I am truly sorry to hear all that.


----------



## Bill

I got a Chevy Express 2500 van. Since I do all kinds of trades I have those box's from lowes, they are on wheels and I have one for carpentry, one for drywall, and one for plumbing. They work pretty good, keeps things together and has a handle so I can carry it into the house.


----------



## ToUtahNow

I use to have 14' Isuzus but now I have a one-ton Ford cutaway.

Mark


----------



## Bill

Ahh, so thats a cut away, a van with the rear section cut away. So like you can walk from the cab back to the body then?


----------



## ToUtahNow

USP45 said:


> Ahh, so thats a cut away, a van with the rear section cut away. So like you can walk from the cab back to the body then?

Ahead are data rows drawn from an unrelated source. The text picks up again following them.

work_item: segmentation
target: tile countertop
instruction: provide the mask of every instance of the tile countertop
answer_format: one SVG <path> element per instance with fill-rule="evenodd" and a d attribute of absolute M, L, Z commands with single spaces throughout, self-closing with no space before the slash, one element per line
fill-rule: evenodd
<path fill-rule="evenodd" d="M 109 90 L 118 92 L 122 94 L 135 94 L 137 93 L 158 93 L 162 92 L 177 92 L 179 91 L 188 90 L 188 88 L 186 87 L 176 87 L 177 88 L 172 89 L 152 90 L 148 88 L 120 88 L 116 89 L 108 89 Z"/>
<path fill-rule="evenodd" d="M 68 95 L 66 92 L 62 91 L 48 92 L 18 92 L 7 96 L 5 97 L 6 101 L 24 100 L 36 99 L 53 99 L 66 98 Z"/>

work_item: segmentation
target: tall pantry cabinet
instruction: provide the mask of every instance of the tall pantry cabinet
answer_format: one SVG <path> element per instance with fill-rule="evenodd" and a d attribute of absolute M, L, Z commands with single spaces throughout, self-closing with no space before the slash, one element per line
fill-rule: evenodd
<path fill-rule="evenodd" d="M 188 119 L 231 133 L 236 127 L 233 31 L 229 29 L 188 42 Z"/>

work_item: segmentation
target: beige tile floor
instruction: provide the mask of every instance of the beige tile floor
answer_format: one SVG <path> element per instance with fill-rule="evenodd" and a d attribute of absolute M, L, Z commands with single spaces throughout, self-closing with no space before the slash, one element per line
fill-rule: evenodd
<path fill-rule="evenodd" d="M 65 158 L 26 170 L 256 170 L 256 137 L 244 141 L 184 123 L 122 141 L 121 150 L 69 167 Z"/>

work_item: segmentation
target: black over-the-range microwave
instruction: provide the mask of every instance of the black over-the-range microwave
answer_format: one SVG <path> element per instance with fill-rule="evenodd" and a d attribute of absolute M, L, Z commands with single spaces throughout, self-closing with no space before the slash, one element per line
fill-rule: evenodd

Yes there is a bulkhead with a door in between but you can still see in the back as the door has a window. The bulkhead helps keep the noise and smell down.

Mark


----------



## ILPlumber

Smell? What smell?? My wife won't get in my truck. I don't smell a thing


----------



## 22rifle

ToUtahNow said:


> Yes there is a bulkhead with a door in between but you can still see in the back as the door has a window. The bulkhead helps keep the noise and smell down.
> 
> Mark


Why that over the Isuzu?


----------



## ToUtahNow

22rifle said:


> Why that over the Isuzu?


I no longer do new or service work I only do consulting so all I carry is sewer cameras, locators, meters and such. The Isuzu was just too big for what I needed. While working out of State I found my old Isuzu body which was installed on a newer chassis. I sold the truck in 1999 to a guy who worked for me in the 70s. The hand painted signage he put on in 99 while the vinyl letters were mine from 94. Can you tell which signage held up the best? I'm a little disappointed he such a slob with the truck but what are you going to do?

Mark


----------